Kotter was a loud and obnoxious show that was filled with lies and hammy actors all mugging for the camera. HotC had a sense of sincerity and it wasn't loud or relied on cheap jokes and catch phrases to get laugh. To the 12-year-old, it seemed like it could've been shot in any number of high school. “Head of the Class” was more honest than anything that I was watching on television at that point in my life.

Even when I was eight, I knew that “Diff'rent Strokes” and “Silver Spoons” were bullshit shows. They were enjoyable bullshit shows, but there was no way that any of the plots could happen. On HotC, there was a possibility that most of the plots were built around a kernel of truth. I wanted to know that there are teachers in the world who really care about their students and high school is filled maladjusted social retards looking to break out of their shells.

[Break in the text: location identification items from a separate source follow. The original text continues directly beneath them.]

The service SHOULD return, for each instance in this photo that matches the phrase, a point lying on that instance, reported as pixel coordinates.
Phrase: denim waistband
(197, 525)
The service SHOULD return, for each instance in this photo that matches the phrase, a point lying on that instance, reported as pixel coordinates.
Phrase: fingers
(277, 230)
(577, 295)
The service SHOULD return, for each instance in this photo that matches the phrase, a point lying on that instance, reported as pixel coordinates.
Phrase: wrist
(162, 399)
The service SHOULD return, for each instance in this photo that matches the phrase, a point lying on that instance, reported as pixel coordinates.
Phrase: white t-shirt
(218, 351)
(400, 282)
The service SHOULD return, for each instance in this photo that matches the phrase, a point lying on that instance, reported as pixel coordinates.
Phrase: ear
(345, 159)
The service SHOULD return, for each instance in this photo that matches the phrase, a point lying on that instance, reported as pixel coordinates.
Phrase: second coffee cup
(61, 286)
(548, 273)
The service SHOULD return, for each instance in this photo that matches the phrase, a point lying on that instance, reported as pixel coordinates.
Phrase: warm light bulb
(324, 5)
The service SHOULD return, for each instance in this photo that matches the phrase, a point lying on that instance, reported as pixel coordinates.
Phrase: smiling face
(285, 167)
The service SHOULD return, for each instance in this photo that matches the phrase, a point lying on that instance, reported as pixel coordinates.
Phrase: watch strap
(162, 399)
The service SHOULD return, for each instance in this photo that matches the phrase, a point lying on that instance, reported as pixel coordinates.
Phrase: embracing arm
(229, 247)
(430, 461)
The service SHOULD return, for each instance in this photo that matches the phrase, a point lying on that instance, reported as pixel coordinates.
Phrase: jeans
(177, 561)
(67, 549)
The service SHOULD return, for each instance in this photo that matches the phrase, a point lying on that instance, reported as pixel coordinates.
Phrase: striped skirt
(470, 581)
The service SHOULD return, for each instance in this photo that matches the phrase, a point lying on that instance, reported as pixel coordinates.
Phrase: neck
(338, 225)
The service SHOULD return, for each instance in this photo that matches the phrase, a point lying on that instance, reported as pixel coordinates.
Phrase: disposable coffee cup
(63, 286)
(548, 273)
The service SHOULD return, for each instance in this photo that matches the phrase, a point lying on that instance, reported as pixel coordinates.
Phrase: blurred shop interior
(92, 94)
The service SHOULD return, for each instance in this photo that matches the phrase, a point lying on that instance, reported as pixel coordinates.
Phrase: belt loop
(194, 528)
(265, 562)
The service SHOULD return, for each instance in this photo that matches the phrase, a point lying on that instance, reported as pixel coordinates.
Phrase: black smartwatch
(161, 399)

At least that's what I was hoping for.

At the time this show was popular, I was in the midst of three years in hell—otherwise known as junior high school. None of my teachers were as interested in their students' lives as Mr. Moore was (it was more of adversarial relationship—or at the very least a I-won't-bother-you-if-you-don't-bother-me truce) and being in the “smart classes” I had an affinity for what the students went through, especially because I felt I was a maladjusted, social retard. “Head of the Class” provided some sort of faint hope that going to high school was going to be a different ball game than being stuck in junior high without any hope for parole.

And while Amesbury High School wasn't anything like Millard Fillmore High School, it was a better place than Amesbury Middle School.